Salem State College Students

TAKE NOTICE

Foreign language teachers wanted in schools


PLYMOUTH (AP) ¾ It’s not easy finding a foreign language teacher these days.

Just ask John Trovato, the principal at the new South Middle School in Plymouth.  Trovato says he’s been able to fill almost all the teaching positions at the school, but the lack of foreign language teachers has driven him to desperation.

“I ask people who come in and interview for music if they know any Spanish,” he said.

The shortage seems to be linked to greater demand in the increasingly international job market for people who speak more than one language.  That fluency can be rewarded more handsomely in the private sector than in the classroom, where new language teachers with bachelor’s degrees can earn $28,500 to $31,000.

“If you get good and fluent in a language, you could go with a government agency and triple your salary,” Hanover Schools Superin-tendent Kenneth Johnson told The Patriot Ledger of Quincy.

In Milton, language director Gracie Burke says the last newspaper advertisement the town placed for a language teacher drew two candidates.  Previous ads have drawn more than a dozen resumes, Burke said,

Some blame the shortage on the 1980 state law that limited property taxes.  After the passage of Proposition 2 1/2, some communities cut teaching jobs to save money, since they were more restricted in raising property taxes.

Whatever the cause, the shortage in foreign language teachers comes as the state is asking students to be more fluent in foreign languages.

The 1993 Education Reform Act emphasized the state’s commitment to foreign languages but did not provide money for more teachers.

And schools around the state are scrambling to prepare students for 2001, when foreign languages are expected to become part of the new Massachusetts Comprehensive Assessment System tests.

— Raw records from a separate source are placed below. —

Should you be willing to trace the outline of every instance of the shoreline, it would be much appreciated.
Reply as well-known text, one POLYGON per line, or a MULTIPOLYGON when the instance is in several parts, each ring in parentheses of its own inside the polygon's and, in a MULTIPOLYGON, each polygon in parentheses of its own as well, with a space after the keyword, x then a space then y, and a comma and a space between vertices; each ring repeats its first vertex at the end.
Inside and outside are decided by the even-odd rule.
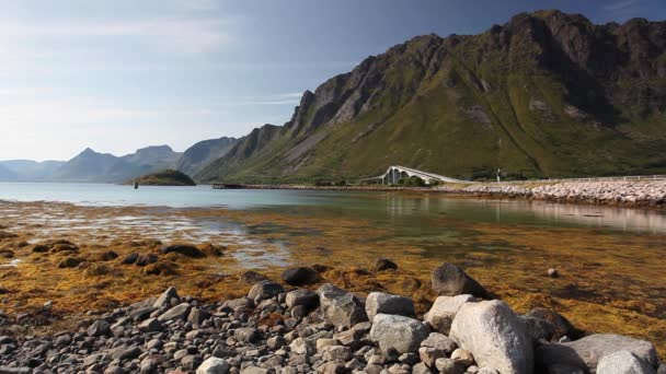
MULTIPOLYGON (((240 297, 241 293, 245 294, 248 292, 251 284, 242 283, 239 280, 243 270, 248 268, 237 267, 240 264, 238 262, 240 260, 238 255, 246 253, 245 256, 248 257, 242 257, 243 259, 256 259, 256 256, 261 255, 272 261, 273 256, 277 255, 279 250, 277 247, 267 249, 264 244, 260 245, 260 247, 264 247, 262 253, 246 252, 246 244, 236 247, 218 246, 217 241, 223 238, 223 236, 217 236, 218 239, 214 239, 209 245, 207 244, 208 239, 188 238, 185 235, 186 232, 183 232, 184 235, 180 238, 165 238, 161 231, 151 234, 143 225, 129 232, 126 229, 117 227, 108 230, 108 222, 120 217, 126 219, 128 215, 154 215, 156 222, 170 223, 168 226, 171 227, 168 229, 170 232, 182 230, 172 226, 174 222, 180 221, 179 217, 190 219, 216 217, 220 220, 238 221, 244 225, 259 225, 260 227, 266 222, 275 222, 283 227, 277 231, 280 235, 275 233, 262 234, 261 231, 259 234, 252 234, 254 238, 265 238, 265 243, 269 243, 272 239, 290 241, 288 252, 291 257, 289 257, 288 264, 277 266, 273 261, 273 266, 266 269, 256 269, 272 279, 277 279, 279 273, 290 266, 310 265, 314 267, 315 264, 324 264, 329 268, 322 272, 322 278, 326 282, 354 292, 359 296, 377 290, 409 296, 414 300, 418 315, 427 312, 436 299, 436 295, 429 289, 425 270, 423 270, 432 266, 433 258, 424 257, 423 252, 414 252, 417 249, 416 247, 411 248, 411 246, 400 241, 391 243, 375 239, 372 244, 364 244, 366 238, 383 236, 384 232, 378 230, 378 227, 372 227, 375 225, 358 229, 363 230, 364 233, 370 229, 376 231, 368 233, 366 236, 359 236, 357 241, 352 241, 355 238, 356 227, 359 226, 357 220, 341 221, 338 219, 335 222, 329 222, 330 226, 323 226, 321 223, 328 222, 325 218, 312 218, 308 222, 303 222, 299 217, 288 218, 277 213, 251 213, 217 209, 173 209, 162 212, 154 211, 150 207, 85 208, 48 202, 10 203, 9 206, 5 208, 13 207, 14 211, 10 215, 13 214, 15 218, 10 219, 10 222, 3 222, 8 226, 0 227, 0 231, 15 234, 18 237, 12 238, 11 235, 8 235, 5 241, 0 241, 0 244, 11 249, 11 253, 7 253, 8 255, 13 254, 15 258, 22 258, 23 261, 18 268, 8 268, 4 272, 1 272, 2 285, 10 291, 3 296, 9 300, 3 305, 3 311, 12 324, 14 319, 21 317, 23 326, 32 326, 43 323, 43 319, 41 319, 43 317, 41 314, 42 305, 50 302, 48 304, 50 313, 58 319, 50 326, 35 326, 41 331, 39 335, 45 331, 55 332, 74 328, 73 324, 79 316, 85 316, 88 312, 106 313, 118 307, 125 307, 133 301, 158 295, 169 284, 177 284, 180 292, 192 295, 206 304, 220 299, 240 297), (44 222, 26 220, 27 217, 38 218, 44 214, 49 215, 53 222, 45 224, 44 222), (62 219, 65 223, 54 225, 58 219, 62 219), (72 223, 67 223, 71 222, 70 219, 78 219, 85 226, 93 223, 93 227, 77 229, 72 223), (106 230, 100 232, 101 229, 104 229, 100 225, 106 227, 106 230), (325 234, 324 237, 319 239, 310 236, 307 231, 303 231, 308 227, 318 227, 320 230, 319 234, 325 234), (294 235, 299 231, 302 234, 294 235), (69 241, 69 243, 64 243, 64 239, 69 241), (156 242, 156 239, 161 239, 162 243, 156 242), (340 241, 340 243, 335 241, 340 241), (27 243, 27 245, 22 242, 27 243), (204 252, 206 256, 199 258, 198 255, 195 257, 187 255, 192 252, 196 254, 195 249, 183 253, 165 250, 169 245, 175 242, 190 243, 204 252), (38 245, 46 245, 48 250, 42 252, 44 248, 37 247, 38 245), (38 250, 34 250, 36 247, 38 250), (221 252, 221 255, 216 248, 221 252), (311 250, 312 248, 315 248, 315 250, 311 250), (400 252, 391 252, 392 248, 399 248, 400 252), (154 259, 157 261, 145 266, 128 264, 128 258, 133 253, 147 256, 147 259, 151 255, 156 255, 154 259), (328 258, 329 253, 336 254, 336 258, 328 258), (361 258, 358 257, 359 253, 364 254, 361 258), (401 268, 392 272, 372 271, 371 260, 380 256, 391 256, 390 254, 393 254, 393 259, 401 268), (80 262, 70 265, 70 258, 78 259, 80 262), (213 264, 228 267, 211 267, 213 264), (53 284, 45 284, 43 282, 45 277, 54 277, 53 284), (83 290, 85 291, 83 292, 83 290), (82 303, 84 305, 82 307, 85 308, 77 307, 78 303, 82 303), (25 313, 31 315, 26 317, 25 313)), ((446 220, 446 215, 441 215, 439 219, 446 220)), ((186 230, 191 226, 191 221, 183 221, 182 225, 186 230)), ((506 246, 516 248, 516 254, 490 250, 476 252, 475 255, 471 255, 468 249, 473 249, 472 247, 455 245, 455 247, 461 247, 460 250, 451 247, 451 253, 446 256, 446 260, 460 261, 460 265, 464 266, 470 274, 473 274, 490 291, 495 293, 495 299, 503 300, 517 313, 528 313, 531 308, 538 306, 555 308, 572 320, 575 326, 583 329, 598 332, 619 332, 651 340, 657 346, 657 349, 666 349, 666 343, 657 331, 666 328, 666 325, 658 320, 658 315, 646 313, 647 309, 643 311, 642 300, 646 299, 610 299, 609 302, 613 291, 609 290, 610 293, 605 295, 597 288, 606 285, 596 281, 592 282, 593 279, 602 279, 605 274, 611 272, 617 272, 616 276, 621 274, 622 272, 618 272, 618 270, 622 271, 622 269, 616 266, 611 268, 612 262, 598 259, 598 253, 590 252, 589 256, 584 256, 584 254, 578 253, 579 247, 572 246, 574 242, 590 243, 587 241, 588 236, 581 236, 581 239, 576 236, 581 232, 587 232, 587 230, 553 229, 551 232, 551 230, 546 229, 535 231, 533 227, 528 226, 519 231, 504 232, 508 226, 495 231, 495 229, 484 224, 461 226, 461 223, 456 223, 456 225, 463 232, 489 231, 487 239, 475 241, 475 246, 497 246, 503 241, 512 241, 507 242, 506 246), (566 239, 564 239, 565 236, 566 239), (558 247, 553 248, 553 252, 539 252, 542 255, 538 256, 537 262, 523 256, 520 258, 514 257, 518 256, 520 248, 530 248, 530 252, 539 249, 539 245, 535 242, 536 237, 543 243, 549 243, 549 245, 561 246, 562 249, 560 250, 558 247), (571 243, 567 243, 567 239, 571 239, 571 243), (570 260, 558 262, 558 258, 564 257, 570 260), (503 261, 505 258, 512 258, 512 260, 503 261), (525 265, 516 265, 520 264, 521 260, 526 261, 525 265), (570 265, 570 261, 573 264, 570 265), (551 266, 560 271, 561 276, 559 278, 546 276, 546 269, 551 266), (531 270, 524 271, 523 269, 531 270), (537 270, 535 272, 533 269, 541 269, 542 271, 537 270), (579 277, 582 273, 586 276, 579 277), (520 281, 515 281, 520 287, 509 284, 504 279, 506 274, 520 279, 520 281), (496 279, 496 276, 500 279, 496 279), (521 279, 525 279, 525 281, 521 279), (589 284, 586 284, 588 280, 589 284), (595 295, 597 292, 598 295, 595 295)), ((658 252, 658 241, 663 235, 655 236, 655 238, 640 238, 641 236, 632 235, 631 246, 644 248, 643 256, 647 256, 645 258, 657 258, 655 256, 658 255, 652 253, 658 252), (656 247, 655 243, 657 243, 656 247)), ((617 242, 615 237, 608 237, 606 243, 597 242, 597 247, 607 252, 612 249, 615 242, 617 242)), ((627 253, 625 249, 627 246, 622 246, 616 250, 622 254, 627 253)), ((615 257, 606 255, 605 258, 615 261, 615 257)), ((656 260, 656 262, 659 261, 656 260)), ((632 264, 631 267, 633 268, 633 266, 632 264)), ((647 270, 644 269, 644 272, 647 270)), ((638 282, 636 284, 643 282, 640 277, 631 273, 633 270, 629 269, 628 271, 627 277, 638 282)), ((647 273, 647 276, 650 274, 647 273)), ((653 297, 654 300, 655 295, 650 295, 652 291, 646 290, 645 292, 647 293, 634 296, 653 297)), ((658 290, 654 290, 654 292, 658 292, 658 290)), ((656 302, 651 305, 656 308, 650 311, 655 313, 659 311, 661 306, 656 302)), ((37 332, 37 330, 33 331, 37 332)), ((24 334, 27 334, 27 331, 24 334)))
MULTIPOLYGON (((249 292, 207 303, 166 283, 161 295, 90 311, 57 332, 4 335, 0 372, 605 373, 618 360, 666 370, 653 342, 581 330, 552 307, 514 311, 451 262, 432 271, 427 313, 413 296, 357 294, 320 270, 245 273, 249 292)), ((379 258, 374 271, 391 277, 399 265, 379 258)), ((41 314, 49 318, 51 304, 41 314)))
MULTIPOLYGON (((666 209, 666 182, 565 182, 535 185, 484 183, 470 186, 374 187, 374 186, 308 186, 308 185, 240 185, 241 189, 426 192, 464 198, 520 199, 559 203, 608 206, 620 208, 666 209), (524 187, 525 185, 529 187, 524 187)), ((238 189, 238 188, 233 188, 238 189)))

Barry Haskell, Plymouth’s assistant superintendent for human resources, said the promise of those tests puts an extra burden on educators.

“It’s very hard to be testing for something when you can’t provide it,” he said.

Haskell said his daughter, a Spanish language teacher, experienced the shortage of foreign language teachers from the other end.

Some schools left job offers on her answering machine without ever meeting her in person.